Reports of "an extremely sophisticated cyber-attack," on data security specialist RSA may have exposed many Australian firms being served by the security company and chief among them was Westpac, according to a tech report published by SmartHouse.

The report said on Tuesday that thousands of Westpac consumers may have been exposed to considerable risk due to the breach as the giant bank facilitates bank transfers with the use of RSA security token.

A subsidiary of global data storage giant EMC, RSA specialises in the use of security tokens that creates digital security codes that automatically alter every 60 seconds and is normally deployed with a static password to gain entry in a computer system.

Westpac has yet to issue a statement that would approximate the extent of the damages caused by the hacking attempt while on its part, RSA declined to provide details on how its security was attacked and the specific threats that its clients now face.

However, the company's official website currently carries a statement, in which it admitted that the cyber attack "resulted in certain information being extracted from RSA's systems ... which was specifically related to RSA's SecurID two-factor authentication products."

While RSA claims on its site that its SecurID system has been impregnable for the past 15 years, its statement on the security breach pointed to the possible reduced effectiveness "of a current two-factor authentication implementation as part of a broader attack."

Security experts said that the mostly likely target by hackers could be the RSA-installed key, known as seed, which usually is a 16-character token checked and verified during access to a secure network.
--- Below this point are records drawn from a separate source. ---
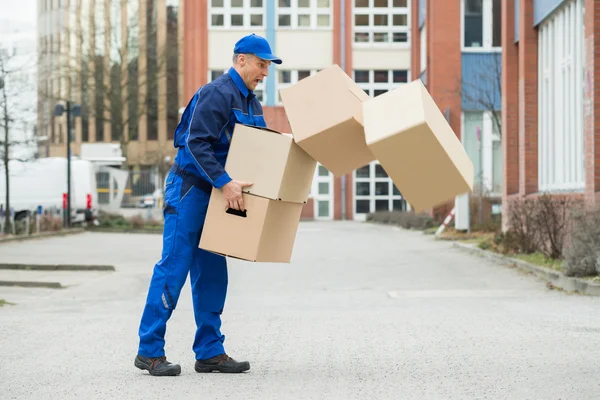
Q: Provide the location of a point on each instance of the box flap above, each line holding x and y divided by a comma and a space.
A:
320, 101
259, 156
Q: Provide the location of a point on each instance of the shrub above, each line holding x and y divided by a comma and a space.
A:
407, 220
582, 252
521, 225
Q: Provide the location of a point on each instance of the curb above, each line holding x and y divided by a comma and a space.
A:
570, 284
126, 230
29, 284
55, 267
43, 235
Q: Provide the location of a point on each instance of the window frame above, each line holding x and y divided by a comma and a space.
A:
371, 29
371, 86
294, 11
293, 80
227, 11
487, 29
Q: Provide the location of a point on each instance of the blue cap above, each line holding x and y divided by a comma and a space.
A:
256, 45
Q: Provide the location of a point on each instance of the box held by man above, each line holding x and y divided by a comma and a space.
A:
277, 166
325, 113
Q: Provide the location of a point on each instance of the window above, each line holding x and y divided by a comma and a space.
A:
482, 141
307, 14
481, 24
560, 105
237, 13
381, 21
287, 78
375, 191
322, 193
259, 91
376, 82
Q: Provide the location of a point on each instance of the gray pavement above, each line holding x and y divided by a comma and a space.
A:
362, 312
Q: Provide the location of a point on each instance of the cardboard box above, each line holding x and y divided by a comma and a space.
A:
282, 175
277, 166
416, 146
266, 232
325, 113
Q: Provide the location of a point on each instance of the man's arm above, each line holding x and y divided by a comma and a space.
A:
209, 117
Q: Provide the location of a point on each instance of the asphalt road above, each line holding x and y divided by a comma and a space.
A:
362, 312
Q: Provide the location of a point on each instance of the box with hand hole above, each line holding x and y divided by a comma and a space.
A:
282, 174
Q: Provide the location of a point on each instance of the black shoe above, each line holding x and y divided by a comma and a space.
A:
222, 363
158, 366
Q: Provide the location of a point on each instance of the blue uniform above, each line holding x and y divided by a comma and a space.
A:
202, 138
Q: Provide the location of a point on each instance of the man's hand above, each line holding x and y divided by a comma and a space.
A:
233, 194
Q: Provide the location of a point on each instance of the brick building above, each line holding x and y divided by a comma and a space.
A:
369, 39
456, 50
551, 65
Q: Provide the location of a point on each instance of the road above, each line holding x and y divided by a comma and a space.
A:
362, 312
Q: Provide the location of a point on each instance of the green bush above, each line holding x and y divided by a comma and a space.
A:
582, 254
407, 220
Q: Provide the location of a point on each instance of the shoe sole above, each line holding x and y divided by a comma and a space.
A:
173, 371
245, 366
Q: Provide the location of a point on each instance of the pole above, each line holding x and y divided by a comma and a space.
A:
68, 219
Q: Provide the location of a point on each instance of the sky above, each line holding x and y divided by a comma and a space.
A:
19, 10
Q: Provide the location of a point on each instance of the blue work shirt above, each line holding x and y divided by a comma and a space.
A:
204, 133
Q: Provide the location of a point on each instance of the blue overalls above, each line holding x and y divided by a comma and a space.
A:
202, 137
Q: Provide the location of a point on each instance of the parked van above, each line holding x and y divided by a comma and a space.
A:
43, 182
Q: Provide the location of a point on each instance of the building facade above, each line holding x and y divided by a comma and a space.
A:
17, 82
550, 96
457, 53
175, 46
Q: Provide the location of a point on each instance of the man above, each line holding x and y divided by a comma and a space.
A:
202, 137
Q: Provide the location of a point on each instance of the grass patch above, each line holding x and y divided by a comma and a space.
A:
4, 302
540, 259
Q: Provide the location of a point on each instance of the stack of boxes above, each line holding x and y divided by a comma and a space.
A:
335, 123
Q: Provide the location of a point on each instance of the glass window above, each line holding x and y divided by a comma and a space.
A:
285, 20
473, 23
363, 188
323, 208
363, 172
497, 23
380, 172
363, 206
382, 188
323, 187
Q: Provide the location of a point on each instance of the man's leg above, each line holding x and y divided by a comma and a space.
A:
181, 215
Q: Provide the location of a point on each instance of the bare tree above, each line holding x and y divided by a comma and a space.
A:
15, 79
112, 68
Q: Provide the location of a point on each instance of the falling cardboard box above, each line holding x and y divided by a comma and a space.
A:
282, 175
325, 113
416, 146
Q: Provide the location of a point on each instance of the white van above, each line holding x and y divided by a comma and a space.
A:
43, 182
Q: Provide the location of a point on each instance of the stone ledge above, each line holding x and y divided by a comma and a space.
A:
557, 279
43, 235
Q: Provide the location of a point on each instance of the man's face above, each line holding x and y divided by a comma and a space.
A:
253, 70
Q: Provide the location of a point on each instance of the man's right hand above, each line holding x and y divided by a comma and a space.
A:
233, 194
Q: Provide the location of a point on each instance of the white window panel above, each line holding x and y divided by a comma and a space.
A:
288, 77
482, 142
373, 190
236, 14
304, 14
376, 82
322, 193
381, 22
260, 92
481, 26
560, 100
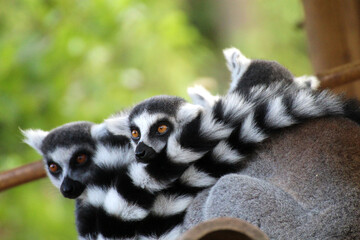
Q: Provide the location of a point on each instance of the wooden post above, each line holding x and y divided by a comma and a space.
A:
333, 30
20, 175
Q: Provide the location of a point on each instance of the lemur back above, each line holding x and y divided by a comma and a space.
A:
204, 144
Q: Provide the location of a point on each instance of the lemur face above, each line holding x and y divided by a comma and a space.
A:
67, 154
151, 123
73, 152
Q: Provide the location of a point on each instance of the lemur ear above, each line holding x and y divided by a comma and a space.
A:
34, 138
188, 112
237, 64
118, 125
200, 96
307, 82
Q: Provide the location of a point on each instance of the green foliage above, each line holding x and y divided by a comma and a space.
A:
64, 61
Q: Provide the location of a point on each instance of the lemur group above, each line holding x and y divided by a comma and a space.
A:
135, 175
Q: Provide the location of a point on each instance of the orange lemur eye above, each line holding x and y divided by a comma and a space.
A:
53, 167
135, 134
81, 158
162, 129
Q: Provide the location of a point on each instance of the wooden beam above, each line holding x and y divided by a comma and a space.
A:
333, 32
21, 175
339, 76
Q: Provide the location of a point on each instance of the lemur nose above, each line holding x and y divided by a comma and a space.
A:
140, 154
66, 189
144, 153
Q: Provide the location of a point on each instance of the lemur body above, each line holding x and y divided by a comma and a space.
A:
95, 167
148, 199
192, 147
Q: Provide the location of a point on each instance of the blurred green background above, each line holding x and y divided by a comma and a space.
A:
64, 61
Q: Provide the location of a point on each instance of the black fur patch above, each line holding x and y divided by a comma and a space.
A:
159, 104
68, 135
163, 169
86, 219
132, 193
262, 72
115, 140
191, 138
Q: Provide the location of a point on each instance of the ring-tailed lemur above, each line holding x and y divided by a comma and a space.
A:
89, 164
167, 207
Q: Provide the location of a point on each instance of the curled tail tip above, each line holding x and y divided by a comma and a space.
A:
305, 81
234, 58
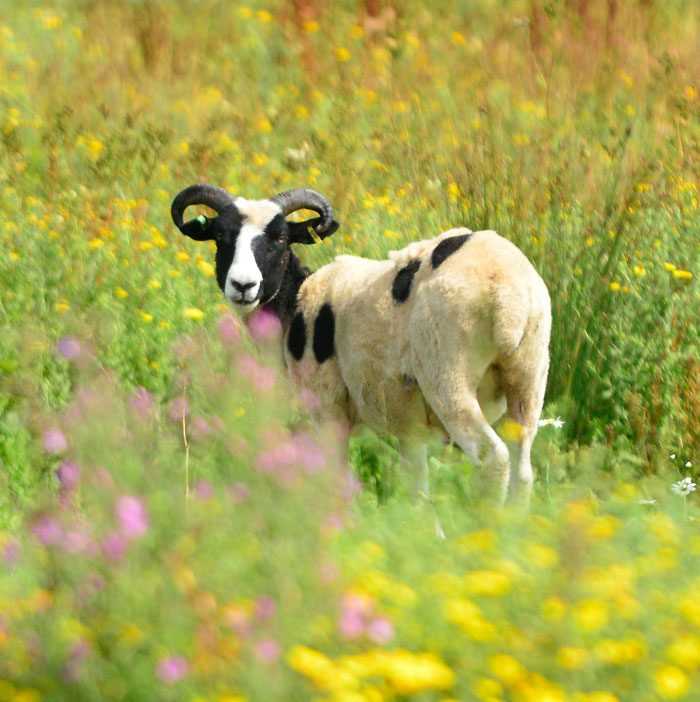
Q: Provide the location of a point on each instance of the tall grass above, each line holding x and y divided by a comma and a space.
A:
178, 552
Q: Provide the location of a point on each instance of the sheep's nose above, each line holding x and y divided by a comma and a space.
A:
242, 287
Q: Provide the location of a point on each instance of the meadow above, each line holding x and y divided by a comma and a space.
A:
172, 527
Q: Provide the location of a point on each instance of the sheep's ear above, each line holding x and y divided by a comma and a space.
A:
200, 229
305, 232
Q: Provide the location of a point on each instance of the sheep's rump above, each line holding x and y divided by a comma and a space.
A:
450, 309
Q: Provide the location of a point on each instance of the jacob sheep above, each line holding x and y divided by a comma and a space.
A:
451, 332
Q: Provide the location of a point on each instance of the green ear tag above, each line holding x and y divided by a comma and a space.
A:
317, 239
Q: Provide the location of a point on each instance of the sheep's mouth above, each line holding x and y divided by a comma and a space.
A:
244, 304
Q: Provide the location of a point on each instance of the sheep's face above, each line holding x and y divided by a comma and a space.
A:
252, 251
252, 237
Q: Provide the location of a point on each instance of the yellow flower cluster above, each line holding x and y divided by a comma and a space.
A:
402, 672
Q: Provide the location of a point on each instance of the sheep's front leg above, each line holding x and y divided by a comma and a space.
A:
413, 460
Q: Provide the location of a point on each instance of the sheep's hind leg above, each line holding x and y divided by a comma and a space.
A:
413, 459
464, 421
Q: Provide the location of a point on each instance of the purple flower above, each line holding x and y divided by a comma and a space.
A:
133, 517
142, 401
264, 325
114, 546
54, 441
69, 347
311, 457
267, 650
176, 409
172, 669
48, 530
68, 474
380, 630
229, 329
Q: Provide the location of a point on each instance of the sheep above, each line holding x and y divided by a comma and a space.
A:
447, 334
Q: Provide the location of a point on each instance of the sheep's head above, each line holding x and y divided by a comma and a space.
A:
252, 237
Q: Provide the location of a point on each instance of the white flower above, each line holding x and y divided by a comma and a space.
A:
683, 487
558, 423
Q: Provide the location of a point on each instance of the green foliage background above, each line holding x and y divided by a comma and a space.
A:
572, 129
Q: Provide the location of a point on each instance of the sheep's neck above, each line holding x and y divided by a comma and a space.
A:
284, 303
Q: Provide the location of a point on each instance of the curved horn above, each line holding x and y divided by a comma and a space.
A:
200, 194
307, 199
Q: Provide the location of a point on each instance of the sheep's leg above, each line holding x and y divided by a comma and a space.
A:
413, 459
524, 386
463, 419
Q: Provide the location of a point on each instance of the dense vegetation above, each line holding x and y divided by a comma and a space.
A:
173, 528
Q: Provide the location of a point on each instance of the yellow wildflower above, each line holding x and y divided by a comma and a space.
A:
685, 651
193, 313
206, 267
487, 582
671, 682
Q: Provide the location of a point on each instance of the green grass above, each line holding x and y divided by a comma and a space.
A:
573, 132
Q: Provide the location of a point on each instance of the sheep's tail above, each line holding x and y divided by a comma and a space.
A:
511, 314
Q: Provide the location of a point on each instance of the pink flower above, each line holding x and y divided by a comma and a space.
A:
114, 546
68, 474
176, 409
172, 669
267, 650
264, 325
54, 441
229, 329
380, 630
133, 517
265, 607
351, 625
262, 377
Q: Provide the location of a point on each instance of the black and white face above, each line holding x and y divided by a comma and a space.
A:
252, 237
252, 251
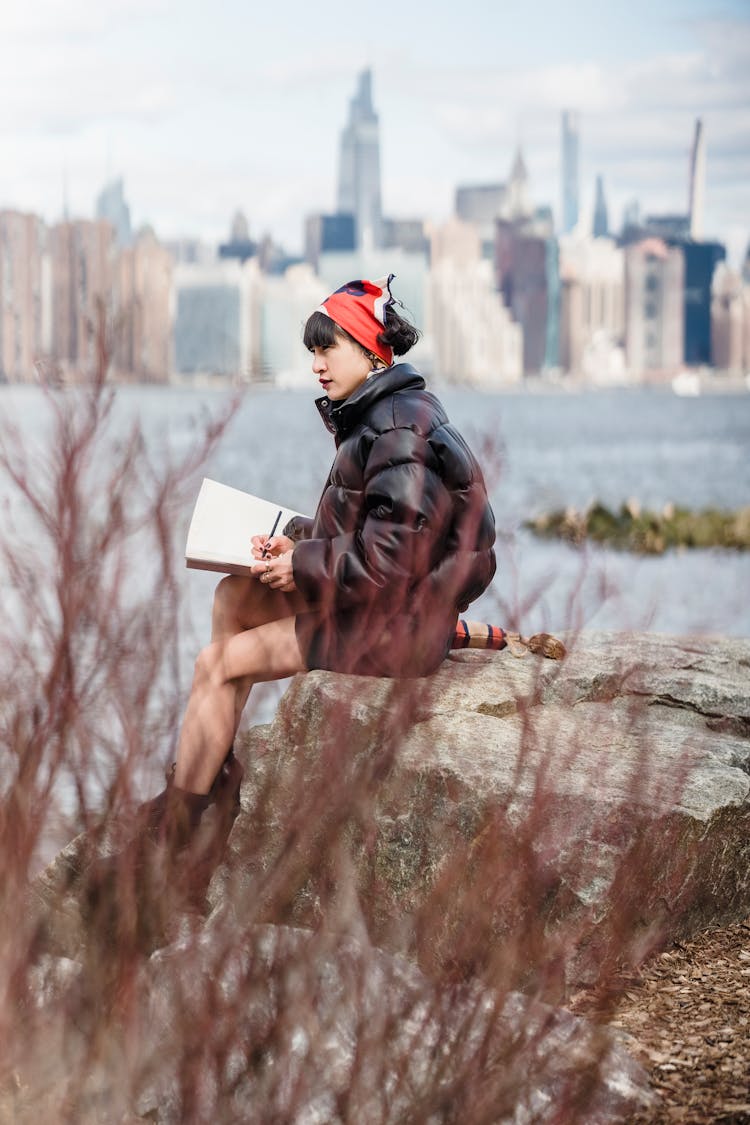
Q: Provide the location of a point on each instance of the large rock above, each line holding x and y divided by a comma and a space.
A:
286, 1025
508, 825
567, 816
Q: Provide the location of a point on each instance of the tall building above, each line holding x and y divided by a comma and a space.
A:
484, 204
113, 208
697, 189
481, 205
592, 307
328, 233
527, 276
216, 318
82, 257
238, 244
359, 174
142, 311
570, 170
730, 322
601, 226
476, 341
701, 261
654, 312
286, 302
25, 296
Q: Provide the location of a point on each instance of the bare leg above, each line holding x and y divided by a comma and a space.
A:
245, 603
268, 651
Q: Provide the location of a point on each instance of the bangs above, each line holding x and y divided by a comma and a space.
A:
322, 332
319, 331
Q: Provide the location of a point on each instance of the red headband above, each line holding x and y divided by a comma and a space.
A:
359, 307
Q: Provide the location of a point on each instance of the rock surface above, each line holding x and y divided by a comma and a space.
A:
612, 791
506, 825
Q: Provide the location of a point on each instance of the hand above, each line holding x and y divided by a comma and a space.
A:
277, 572
264, 547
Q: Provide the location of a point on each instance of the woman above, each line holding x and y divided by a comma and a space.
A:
401, 542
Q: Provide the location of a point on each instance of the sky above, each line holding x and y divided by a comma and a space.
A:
208, 108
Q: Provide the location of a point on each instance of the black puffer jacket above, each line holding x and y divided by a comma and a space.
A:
403, 537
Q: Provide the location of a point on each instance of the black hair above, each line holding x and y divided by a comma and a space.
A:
399, 333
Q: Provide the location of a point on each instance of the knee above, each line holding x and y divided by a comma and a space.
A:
208, 666
227, 597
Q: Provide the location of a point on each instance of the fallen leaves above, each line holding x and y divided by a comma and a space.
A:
688, 1023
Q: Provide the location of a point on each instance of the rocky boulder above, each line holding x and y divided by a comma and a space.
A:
569, 816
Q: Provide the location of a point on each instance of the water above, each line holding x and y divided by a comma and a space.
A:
542, 450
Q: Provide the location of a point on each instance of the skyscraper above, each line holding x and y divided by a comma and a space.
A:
697, 189
113, 207
569, 170
601, 228
359, 174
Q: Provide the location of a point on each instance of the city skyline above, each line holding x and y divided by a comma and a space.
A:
89, 96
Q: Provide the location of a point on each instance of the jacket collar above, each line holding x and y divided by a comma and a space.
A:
341, 417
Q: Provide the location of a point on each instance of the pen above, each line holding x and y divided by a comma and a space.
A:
276, 524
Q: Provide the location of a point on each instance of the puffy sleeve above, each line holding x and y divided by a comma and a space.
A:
405, 514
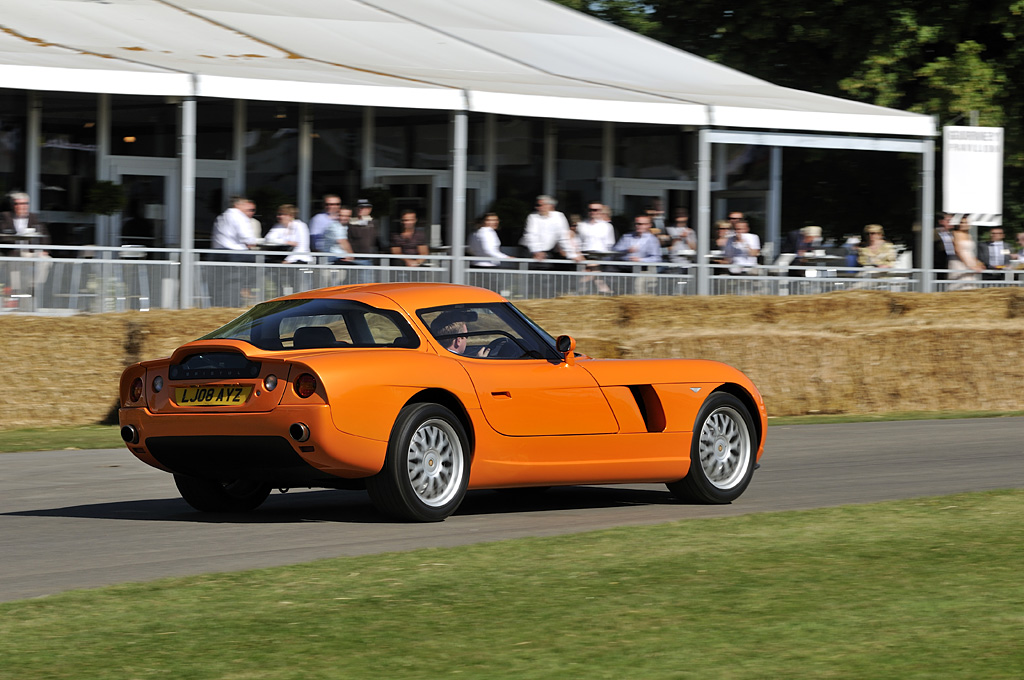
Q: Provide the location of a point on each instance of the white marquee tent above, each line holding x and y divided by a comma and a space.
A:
522, 57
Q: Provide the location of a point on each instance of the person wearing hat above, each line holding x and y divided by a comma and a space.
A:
363, 238
876, 252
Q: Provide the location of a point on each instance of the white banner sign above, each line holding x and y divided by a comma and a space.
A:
972, 173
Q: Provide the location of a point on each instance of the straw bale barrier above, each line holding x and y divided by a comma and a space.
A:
858, 351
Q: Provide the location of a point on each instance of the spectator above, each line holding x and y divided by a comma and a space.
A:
1020, 248
571, 246
640, 245
363, 236
336, 237
546, 230
681, 237
994, 254
966, 267
945, 252
597, 237
484, 243
232, 230
723, 231
20, 225
321, 221
410, 241
742, 250
20, 221
291, 231
808, 242
878, 252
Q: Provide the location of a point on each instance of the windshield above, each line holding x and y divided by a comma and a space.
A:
318, 324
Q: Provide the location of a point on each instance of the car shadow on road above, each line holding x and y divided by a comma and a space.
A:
354, 507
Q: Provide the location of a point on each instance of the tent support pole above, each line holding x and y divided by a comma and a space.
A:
704, 211
927, 259
187, 201
460, 145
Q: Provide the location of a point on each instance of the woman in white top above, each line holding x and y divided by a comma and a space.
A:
291, 231
966, 267
486, 244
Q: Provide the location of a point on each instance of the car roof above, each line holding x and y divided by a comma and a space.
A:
409, 295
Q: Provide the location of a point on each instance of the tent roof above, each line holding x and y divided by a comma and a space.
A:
524, 57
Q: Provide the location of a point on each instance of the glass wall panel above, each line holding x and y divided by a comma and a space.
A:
215, 129
143, 126
337, 154
652, 152
579, 167
520, 172
68, 154
271, 158
476, 159
406, 138
13, 122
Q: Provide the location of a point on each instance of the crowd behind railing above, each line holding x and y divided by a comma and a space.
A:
557, 256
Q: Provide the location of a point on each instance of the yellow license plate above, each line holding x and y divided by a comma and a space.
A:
212, 395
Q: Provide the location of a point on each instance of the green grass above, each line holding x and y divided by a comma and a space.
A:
107, 436
87, 436
919, 589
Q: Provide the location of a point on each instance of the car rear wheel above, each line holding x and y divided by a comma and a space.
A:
214, 496
721, 453
427, 465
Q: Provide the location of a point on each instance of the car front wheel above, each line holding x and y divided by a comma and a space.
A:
427, 465
214, 496
722, 453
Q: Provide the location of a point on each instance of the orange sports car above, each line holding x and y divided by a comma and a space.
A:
420, 391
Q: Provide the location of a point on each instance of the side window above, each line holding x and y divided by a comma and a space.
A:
489, 332
294, 334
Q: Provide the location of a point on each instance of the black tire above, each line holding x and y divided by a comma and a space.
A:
426, 470
214, 496
722, 453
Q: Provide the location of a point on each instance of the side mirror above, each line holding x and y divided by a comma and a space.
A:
566, 345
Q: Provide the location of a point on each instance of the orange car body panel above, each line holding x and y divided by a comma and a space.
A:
531, 422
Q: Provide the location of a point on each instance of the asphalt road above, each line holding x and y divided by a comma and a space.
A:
87, 518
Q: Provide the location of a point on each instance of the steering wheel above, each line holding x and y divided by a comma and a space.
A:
497, 347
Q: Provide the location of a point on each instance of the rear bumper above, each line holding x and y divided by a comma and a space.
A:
253, 445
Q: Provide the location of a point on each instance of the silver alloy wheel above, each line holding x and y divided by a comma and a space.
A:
725, 448
435, 462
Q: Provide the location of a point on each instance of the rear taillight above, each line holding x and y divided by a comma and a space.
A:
305, 385
135, 393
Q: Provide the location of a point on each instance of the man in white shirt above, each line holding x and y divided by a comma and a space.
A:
321, 221
291, 231
232, 230
547, 230
486, 244
596, 234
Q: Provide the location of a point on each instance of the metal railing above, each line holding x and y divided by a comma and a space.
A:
68, 280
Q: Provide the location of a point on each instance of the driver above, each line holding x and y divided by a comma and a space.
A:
451, 331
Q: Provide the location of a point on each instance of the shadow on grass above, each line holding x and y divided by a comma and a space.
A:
354, 507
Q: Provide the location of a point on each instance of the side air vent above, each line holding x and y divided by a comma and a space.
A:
650, 407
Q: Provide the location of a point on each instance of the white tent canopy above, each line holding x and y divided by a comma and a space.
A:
522, 57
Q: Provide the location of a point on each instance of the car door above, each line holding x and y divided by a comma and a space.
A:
534, 397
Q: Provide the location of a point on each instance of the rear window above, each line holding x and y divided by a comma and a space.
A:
318, 324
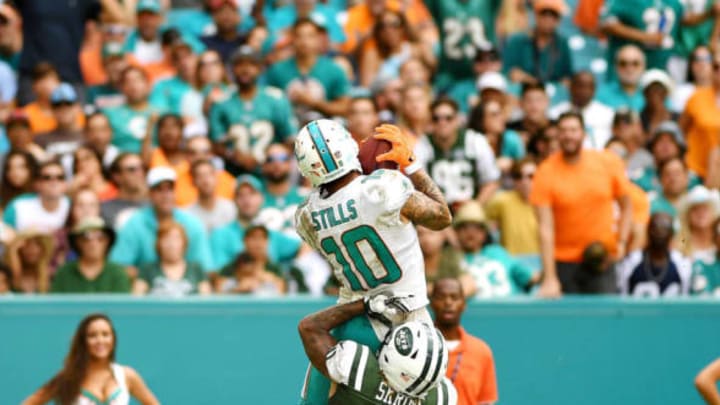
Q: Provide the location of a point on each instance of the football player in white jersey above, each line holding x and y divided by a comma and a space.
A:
363, 225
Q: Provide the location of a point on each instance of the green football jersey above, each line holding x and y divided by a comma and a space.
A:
651, 16
464, 26
496, 273
356, 370
253, 125
705, 278
129, 126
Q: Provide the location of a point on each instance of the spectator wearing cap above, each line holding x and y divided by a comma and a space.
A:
212, 210
699, 74
391, 45
316, 86
137, 238
574, 194
513, 214
91, 272
128, 175
108, 94
495, 272
464, 92
130, 121
597, 116
281, 195
534, 104
657, 270
623, 90
53, 31
19, 135
626, 128
628, 23
173, 274
67, 135
363, 117
98, 136
471, 366
697, 216
247, 121
656, 86
460, 160
227, 18
666, 143
700, 122
674, 179
542, 55
324, 14
45, 79
179, 93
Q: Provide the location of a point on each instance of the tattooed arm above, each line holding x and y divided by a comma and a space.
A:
315, 331
426, 206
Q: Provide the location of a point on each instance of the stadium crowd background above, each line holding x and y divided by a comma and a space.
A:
147, 145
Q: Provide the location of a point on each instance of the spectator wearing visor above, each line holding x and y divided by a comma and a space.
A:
249, 120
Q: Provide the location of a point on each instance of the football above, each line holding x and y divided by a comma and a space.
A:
371, 148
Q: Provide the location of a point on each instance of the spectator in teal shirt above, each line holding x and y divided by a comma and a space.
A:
624, 91
130, 120
316, 86
135, 245
544, 54
244, 124
227, 241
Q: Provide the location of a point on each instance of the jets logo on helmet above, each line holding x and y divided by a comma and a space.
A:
413, 358
325, 151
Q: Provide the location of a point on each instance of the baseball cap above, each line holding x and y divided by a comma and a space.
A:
160, 174
492, 80
250, 180
470, 213
112, 49
668, 127
64, 93
656, 76
245, 52
557, 6
152, 6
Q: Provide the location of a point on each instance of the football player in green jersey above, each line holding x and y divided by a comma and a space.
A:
465, 26
409, 367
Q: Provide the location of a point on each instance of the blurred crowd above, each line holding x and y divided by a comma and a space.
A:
147, 145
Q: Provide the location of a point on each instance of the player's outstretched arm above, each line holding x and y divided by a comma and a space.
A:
426, 206
315, 331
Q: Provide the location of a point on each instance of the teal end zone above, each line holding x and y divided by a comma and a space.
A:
321, 147
247, 351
The SmartHouse report explained that in the event of an intruder breaching the seed's database, the hacker may not be able to pinpoint of any usable seed but cryptographers maintained that "it would be possible to use a reverse-engineered version of the RSA algorithm to determine that information by simply capturing a single log-in session."

Aside from Westpac, RSA counts Telstra Corporation and Virgin Blue Holdings as among its top corporate clients in Australia while the federal offices of the Prime Minister, Treasury, Defense and other major government agencies also use the services of the security firm.